Then it hit me – what if I used MySQL views for this? It turns out this seems like a sane idea. Instead of a separate civicrm_l10n table, every column that needs to be localisable in tablename is multiplied as columnname_locale, and a new view, tablename_locale is created that makes this column appear as columnname inside of it. For the above example, instead of having civicrm_l10n table entries with entity_table of ‘civicrm_option_value’ and entity_column of ‘label’, the civicrm_option_value table would simply gain label_pl_PL column and a civicrm_option_value_pl_PL view would be created that would work just like the original civicrm_option_value table, but with the label_pl_PL column visible as ‘label’.

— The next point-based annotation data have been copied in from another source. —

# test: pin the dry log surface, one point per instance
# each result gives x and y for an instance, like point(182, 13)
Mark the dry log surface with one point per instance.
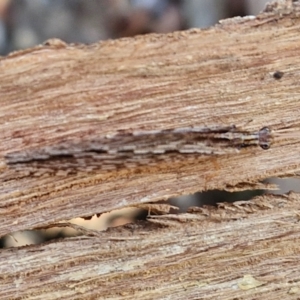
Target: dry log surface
point(225, 75)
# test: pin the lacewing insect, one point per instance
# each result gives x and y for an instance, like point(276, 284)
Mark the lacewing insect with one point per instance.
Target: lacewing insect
point(136, 145)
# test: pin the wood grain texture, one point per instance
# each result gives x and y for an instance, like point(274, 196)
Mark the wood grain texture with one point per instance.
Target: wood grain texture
point(226, 75)
point(200, 255)
point(221, 76)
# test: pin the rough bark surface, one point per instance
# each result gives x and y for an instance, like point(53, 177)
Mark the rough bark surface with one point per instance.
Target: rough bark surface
point(225, 75)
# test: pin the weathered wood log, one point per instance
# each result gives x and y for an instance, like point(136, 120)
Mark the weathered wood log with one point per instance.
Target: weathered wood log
point(243, 72)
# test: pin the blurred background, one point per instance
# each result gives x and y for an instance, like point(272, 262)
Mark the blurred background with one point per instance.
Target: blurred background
point(25, 23)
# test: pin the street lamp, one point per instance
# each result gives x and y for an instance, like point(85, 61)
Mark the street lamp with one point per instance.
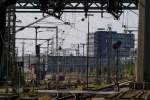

This way, any code that currently operates on the civicrm_option_value table (and reads or  writes to column label) would still work if it was only changed to operate on the civicrm_option_value_pl_PL view instead.

I believe this is a viable approach; when using our DAO classes, the code should refer to the _tableName property (which can be build dynamically depeding on the currently-used locale), and when creating SQL by hand, it should simply refer to civicrm_table_$locale instead of civicrm_table (where $locale holds the current locale).

The coming days should see the implementation of this on the gsoc-i18n branch. Stay tuned for further blog posts on how it turned out.

Comments

1. would be good to get an idea of how many tables and columns this affects. I suspect not a whole lot

2. if an install is multi-lingual and supports X languages, it will need X-1 additional columns for each of the columns in 1. Any idea how you plan to "inject" this into the code base (its a change to the sql and DAO's)

3. assuming there are not too many columns in pt 1 above, would it make sense to define a virtual function called: "getColumnName" which determines the column name based on table, column and locale. This insulates the code from the underlying implementation. Also since most of our queries always go through a few core functions (ideally just a few), the change will be quite localized (and transparent to most developers). I think this might be more efficient and saner than creating and destroying views for every page load (as needed)

4. i do think that this plan is better than the one global civicrm_l10n table :)